Dans le cadre de l’hygiène du travail, de la protection des travailleurs en milieu de travail, comme de la prévention des maladies professionnelles et des accidents du travail, le médecin inspecteur du travail est autorisé à examiner les travailleurs et à faire, aux fins d’analyse, en présence du chef d’entreprise, du chef d’établissement ou de son représentant et contre reçu, des prélèvements des échantillons des matières et substances utilisées ou manipulées.

Le médecin inspecteur du travail prête devant le tribunal de Première instance de sa résidence le serment prévu à l’article 91.4 du présent code.

 

ARTICLE 91.19

le médecin inspecteur du travail a l’initiative de ses tournées et enquêtes dans le cadre de la législation et de la réglementation en vigueur.

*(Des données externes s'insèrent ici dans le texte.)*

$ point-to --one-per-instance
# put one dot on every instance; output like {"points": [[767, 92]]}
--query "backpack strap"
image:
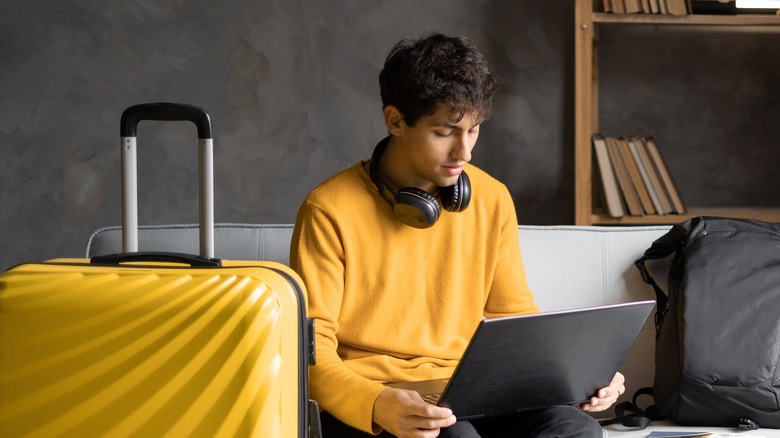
{"points": [[670, 243]]}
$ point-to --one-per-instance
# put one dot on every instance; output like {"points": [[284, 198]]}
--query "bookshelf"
{"points": [[587, 22]]}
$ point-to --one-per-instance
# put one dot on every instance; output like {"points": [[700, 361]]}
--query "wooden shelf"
{"points": [[689, 20], [767, 214], [586, 108]]}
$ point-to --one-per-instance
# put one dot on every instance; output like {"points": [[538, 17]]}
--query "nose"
{"points": [[461, 151]]}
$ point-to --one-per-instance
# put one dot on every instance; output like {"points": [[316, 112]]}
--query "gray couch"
{"points": [[567, 267]]}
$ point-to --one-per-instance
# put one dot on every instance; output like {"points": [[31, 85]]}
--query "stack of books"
{"points": [[634, 177], [670, 7]]}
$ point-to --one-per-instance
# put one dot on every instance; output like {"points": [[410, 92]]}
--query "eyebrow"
{"points": [[447, 124]]}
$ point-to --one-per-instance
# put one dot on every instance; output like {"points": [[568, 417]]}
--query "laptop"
{"points": [[519, 363]]}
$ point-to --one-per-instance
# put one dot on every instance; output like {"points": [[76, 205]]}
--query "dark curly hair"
{"points": [[421, 74]]}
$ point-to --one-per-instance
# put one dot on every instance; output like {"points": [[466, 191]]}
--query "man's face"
{"points": [[436, 148]]}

Les visites d’établissements qu’il effectue doivent lui permettre d’orienter le service de l’inspection du travail et des lois sociales vers les solutions ou les applications de certaines techniques qui lui paraissent les plus propres à assurer la santé et la sécurité des travailleurs :

  • il accompagne l’inspecteur du travail et des lois sociales du ressort dans les visites d’entreprises effectuées par ce dernier lorsqu’il le lui demande ;
  • il tient informé préalablement l’inspecteur du travail et des lois sociales du ressort des tournées et visites qu’il compte entreprendre dans le ressort de l’inspection ;
  • il communique à l’inspecteur du travail et des lois sociales du ressort ses rapports d’inspection, ses avis et conclusions ;
  • il signale au chef d’entreprise toute anomalie qui lui paraît d’une gravité immédiate et lui présente les observations qu’il juge utiles en ce qui concerne l’hygiène individuelle et l’adaptation du travailleur à sa fonction.

Par ailleurs, l’inspecteur du travail et des lois sociales du ressort communique au médecin inspecteur du travail, à sa demande, tous renseignements constatations, observations ou avis sur les questions relatives à la mission de ce dernier.

 

ARTICLE 91.20

le médecin inspecteur du travail participe en outre à l’élaboration de la législation et de la réglementation dans les matières relevant de ses attributions.

Il participe aux travaux de tous comités ou commissions et il peut être appelé à procéder, à la demande du ministre du travail ou de sa propre initiative, à des enquêtes ou études.

 

ARTICLE 91.21

Le ministère en charge du Travail prend les mesures appropriées pour fournir à l’inspection de la santé et sécurité au travail les moyens nécessaires à l’exercice de sa mission.

 

SECTION 4 :

RECLASSEMENT ET ORIENTATION PROFESSIONNELS DES TRAVAILLEURS

ARTICLE 91.22

En cas de constatation de classement, une commission se réunira à la demande de l’une des parties en vue de déterminer le classement du ou des travailleurs en fonction de la qualification et de la fonction occupée.

Cette commission présidée par l’inspecteur du travail et des lois sociales du ressort, est composée de deux représentants des employeurs, de deux représentants des travailleurs qui peuvent s’adjoindre à titre consultatif, un ou deux de leurs collègues plus particulièrement qualifiés pour apprécier le litige.

Sur sa demande, le travailleur peut se faire assister d’un représentant de son organisation syndicale.